Publié le vendredi 01 octobre 2010 à 08H47 - Vu 149 fois



REVIN (Ardennes). La possibilité que deux des cinq machines Faure produites actuellement à Revin soient délocalisées en Pologne a mis le feu aux poudres. L'intersyndicale a rencontré Philippe Vuilque hier matin et sera reçue en préfecture vendredi prochain.

LA journée d'hier a été particulièrement chargée pour les salariés d'Ardam-Electrolux. Après le débrayage de mercredi (nos éditions d'hier), les délégués CFDT, CGT et CGC ont rencontré durant une heure Philippe Vuilque, député-maire, et Dominique Ruelle, conseillère générale du canton.
Ils ont rappelé aux élus leurs craintes quant au devenir du site de production revinois. Jacques Faieff (CFDT) : « Le seuil critique de rentabilité de l'usine est à 400.000 machines par an. On nous avait promis qu'on produirait, en 2010, 2011 et 2012, entre 430 et 450.000 machines chaque année. Or cette promesse est d'ores et déjà non tenue, puisque pour 2010, on sera à moins de 420.000. Si maintenant on perd le monopole de la marque Faure et que deux des cinq modèles de la marque sont délocalisés en Pologne, on ne va plus être rentable… »
Pendant que Jacques Faieff fait ces calculs en mairie, Lysian Fagis (CFDT), lui, est à Reims, dans les locaux de France 3, où il intervient dans le journal de la mi-journée.
« À Revin, Faure représente 70.000 machines par an. Si on passe de 420.000 à 350.000, ça va aller très mal », s'inquiète-t-il.

Vuilque veut en savoir plus

Retour à la mairie de Revin. Alors que les « anciens » se souviennent avec émotion de l'époque, pas si lointaine, où le site employait près d'un millier de salariés (544 aujourd'hui) et produisait près de 800.000 machines, Philippe Vuilque dit comprendre les craintes des salariés.
« Je partage leur inquiétude, nous a-t-il indiqué au sortir de la réunion.
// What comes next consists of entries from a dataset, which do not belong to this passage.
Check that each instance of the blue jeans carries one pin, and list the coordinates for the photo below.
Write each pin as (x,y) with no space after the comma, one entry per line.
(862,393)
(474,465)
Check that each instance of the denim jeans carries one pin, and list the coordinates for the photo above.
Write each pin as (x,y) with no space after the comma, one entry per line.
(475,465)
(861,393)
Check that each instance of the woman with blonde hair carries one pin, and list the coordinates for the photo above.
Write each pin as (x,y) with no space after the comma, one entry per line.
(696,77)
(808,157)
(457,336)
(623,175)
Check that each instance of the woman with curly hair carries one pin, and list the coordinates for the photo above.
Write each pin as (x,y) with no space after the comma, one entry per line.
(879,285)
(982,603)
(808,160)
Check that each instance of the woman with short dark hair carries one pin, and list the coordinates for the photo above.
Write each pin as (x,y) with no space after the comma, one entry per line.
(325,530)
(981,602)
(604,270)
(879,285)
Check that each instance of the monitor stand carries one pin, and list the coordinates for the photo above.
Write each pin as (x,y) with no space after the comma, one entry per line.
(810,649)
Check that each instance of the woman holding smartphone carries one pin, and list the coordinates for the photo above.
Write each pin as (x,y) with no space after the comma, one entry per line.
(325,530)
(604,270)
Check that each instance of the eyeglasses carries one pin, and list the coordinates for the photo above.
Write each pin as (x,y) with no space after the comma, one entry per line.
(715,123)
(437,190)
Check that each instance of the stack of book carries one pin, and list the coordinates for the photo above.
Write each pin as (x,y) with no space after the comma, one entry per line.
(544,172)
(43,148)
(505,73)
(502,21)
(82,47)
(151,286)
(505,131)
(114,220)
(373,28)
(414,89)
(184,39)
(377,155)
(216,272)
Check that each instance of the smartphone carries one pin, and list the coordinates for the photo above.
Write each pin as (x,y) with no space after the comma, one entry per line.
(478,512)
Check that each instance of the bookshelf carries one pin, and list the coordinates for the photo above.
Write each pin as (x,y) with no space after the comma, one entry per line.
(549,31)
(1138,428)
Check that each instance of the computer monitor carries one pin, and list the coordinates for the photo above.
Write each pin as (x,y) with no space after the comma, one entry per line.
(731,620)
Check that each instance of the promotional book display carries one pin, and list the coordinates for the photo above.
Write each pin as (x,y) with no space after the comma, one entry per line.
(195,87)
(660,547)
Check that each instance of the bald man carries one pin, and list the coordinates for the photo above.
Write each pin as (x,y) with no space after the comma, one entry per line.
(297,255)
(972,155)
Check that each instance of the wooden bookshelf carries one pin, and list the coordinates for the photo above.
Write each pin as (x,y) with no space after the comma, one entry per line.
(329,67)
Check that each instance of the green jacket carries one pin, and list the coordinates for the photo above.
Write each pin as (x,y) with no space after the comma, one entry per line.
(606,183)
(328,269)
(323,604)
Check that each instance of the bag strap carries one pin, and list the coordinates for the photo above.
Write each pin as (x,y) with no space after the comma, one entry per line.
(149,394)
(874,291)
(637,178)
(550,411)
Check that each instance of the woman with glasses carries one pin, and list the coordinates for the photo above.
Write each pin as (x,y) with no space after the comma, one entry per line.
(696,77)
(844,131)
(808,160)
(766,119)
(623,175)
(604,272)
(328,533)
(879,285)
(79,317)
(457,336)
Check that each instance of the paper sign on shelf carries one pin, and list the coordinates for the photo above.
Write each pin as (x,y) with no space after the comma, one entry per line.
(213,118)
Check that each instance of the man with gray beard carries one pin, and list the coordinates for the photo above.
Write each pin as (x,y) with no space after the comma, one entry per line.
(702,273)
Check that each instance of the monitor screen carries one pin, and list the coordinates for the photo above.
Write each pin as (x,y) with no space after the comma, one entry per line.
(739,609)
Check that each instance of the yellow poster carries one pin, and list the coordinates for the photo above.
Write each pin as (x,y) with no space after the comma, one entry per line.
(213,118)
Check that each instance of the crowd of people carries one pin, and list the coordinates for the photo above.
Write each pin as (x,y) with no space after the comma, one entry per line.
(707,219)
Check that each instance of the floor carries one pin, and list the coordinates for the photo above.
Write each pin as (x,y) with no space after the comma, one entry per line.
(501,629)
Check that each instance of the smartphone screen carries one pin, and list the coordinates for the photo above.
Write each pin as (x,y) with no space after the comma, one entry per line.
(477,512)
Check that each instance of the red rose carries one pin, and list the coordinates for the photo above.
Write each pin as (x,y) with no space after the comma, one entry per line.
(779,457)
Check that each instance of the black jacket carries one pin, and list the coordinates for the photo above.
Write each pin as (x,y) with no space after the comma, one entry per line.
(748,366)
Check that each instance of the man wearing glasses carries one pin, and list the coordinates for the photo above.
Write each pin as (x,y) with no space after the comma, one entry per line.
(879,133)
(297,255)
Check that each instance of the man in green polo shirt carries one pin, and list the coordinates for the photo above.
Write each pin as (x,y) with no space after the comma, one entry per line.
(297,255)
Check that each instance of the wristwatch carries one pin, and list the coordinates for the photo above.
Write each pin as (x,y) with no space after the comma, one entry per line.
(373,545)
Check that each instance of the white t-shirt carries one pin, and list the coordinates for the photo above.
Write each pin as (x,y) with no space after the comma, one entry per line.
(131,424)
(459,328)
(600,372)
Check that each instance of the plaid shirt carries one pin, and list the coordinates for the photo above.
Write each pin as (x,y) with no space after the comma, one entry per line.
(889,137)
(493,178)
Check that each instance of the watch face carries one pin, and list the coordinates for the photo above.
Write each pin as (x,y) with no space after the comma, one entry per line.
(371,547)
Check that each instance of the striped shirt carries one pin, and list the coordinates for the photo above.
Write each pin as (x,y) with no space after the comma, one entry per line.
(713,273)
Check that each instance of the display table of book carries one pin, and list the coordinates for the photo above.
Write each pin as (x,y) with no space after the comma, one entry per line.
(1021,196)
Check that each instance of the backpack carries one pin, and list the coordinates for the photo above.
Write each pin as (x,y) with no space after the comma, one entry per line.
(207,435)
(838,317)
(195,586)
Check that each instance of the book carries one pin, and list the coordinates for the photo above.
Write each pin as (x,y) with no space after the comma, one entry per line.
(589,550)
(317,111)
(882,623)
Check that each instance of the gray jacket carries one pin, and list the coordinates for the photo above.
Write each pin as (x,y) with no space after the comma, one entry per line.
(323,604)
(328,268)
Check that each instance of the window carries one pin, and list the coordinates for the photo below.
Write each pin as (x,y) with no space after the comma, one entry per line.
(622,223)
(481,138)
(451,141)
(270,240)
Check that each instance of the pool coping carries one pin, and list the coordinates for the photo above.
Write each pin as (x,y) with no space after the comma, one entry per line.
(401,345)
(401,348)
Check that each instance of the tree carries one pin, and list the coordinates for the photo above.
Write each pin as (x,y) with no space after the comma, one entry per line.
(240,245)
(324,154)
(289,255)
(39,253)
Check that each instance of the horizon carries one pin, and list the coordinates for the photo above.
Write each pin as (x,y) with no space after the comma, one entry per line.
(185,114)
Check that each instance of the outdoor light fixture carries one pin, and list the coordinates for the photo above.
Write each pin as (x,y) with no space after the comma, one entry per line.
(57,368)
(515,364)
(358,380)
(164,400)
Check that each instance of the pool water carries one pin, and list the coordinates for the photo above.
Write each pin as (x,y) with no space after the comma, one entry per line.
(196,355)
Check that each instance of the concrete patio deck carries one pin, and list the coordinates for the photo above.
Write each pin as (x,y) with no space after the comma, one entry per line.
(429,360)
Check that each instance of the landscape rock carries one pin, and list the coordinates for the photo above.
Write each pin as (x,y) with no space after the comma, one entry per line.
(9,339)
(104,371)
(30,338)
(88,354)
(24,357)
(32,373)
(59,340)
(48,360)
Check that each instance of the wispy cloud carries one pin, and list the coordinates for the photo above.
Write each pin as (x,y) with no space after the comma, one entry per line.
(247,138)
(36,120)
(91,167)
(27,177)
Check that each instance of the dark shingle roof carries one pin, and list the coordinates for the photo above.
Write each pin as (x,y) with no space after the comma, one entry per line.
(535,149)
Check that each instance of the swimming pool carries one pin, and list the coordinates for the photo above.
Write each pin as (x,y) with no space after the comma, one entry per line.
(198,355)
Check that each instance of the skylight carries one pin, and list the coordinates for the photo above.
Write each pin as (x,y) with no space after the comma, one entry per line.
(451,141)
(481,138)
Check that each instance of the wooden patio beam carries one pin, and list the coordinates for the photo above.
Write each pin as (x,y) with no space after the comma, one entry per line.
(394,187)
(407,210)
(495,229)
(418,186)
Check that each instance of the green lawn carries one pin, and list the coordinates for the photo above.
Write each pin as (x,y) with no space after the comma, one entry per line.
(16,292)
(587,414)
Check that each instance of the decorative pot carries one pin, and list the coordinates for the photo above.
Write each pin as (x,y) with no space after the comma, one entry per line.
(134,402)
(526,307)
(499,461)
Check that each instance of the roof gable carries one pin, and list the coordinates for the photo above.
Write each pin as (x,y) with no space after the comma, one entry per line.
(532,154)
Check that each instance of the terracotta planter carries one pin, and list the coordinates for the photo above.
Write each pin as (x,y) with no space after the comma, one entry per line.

L'annonce du départ de machines vers la Pologne est inquiétante. Mais mon devoir dans un premier temps est d'en savoir plus. Il faut avant tout vérifier si les craintes des salariés sont fondées. Je vais donc rencontrer le directeur de l'usine Régis Chainot ce lundi matin. Je souhaite obtenir des informations auprès de la direction nationale et internationale d'Electrolux, pour comprendre la stratégie industrielle du groupe à Revin. »
Les syndicats rappellent que leur objectif est d'être reçus au ministère de l'Industrie.
Pour l'heure, ils ont déjà obtenu un rendez-vous en préfecture : le préfet les recevra le vendredi 8 octobre.

Guillaume LÉVY
Nous n'avons pas réussi à joindre la direction de l'usine hier.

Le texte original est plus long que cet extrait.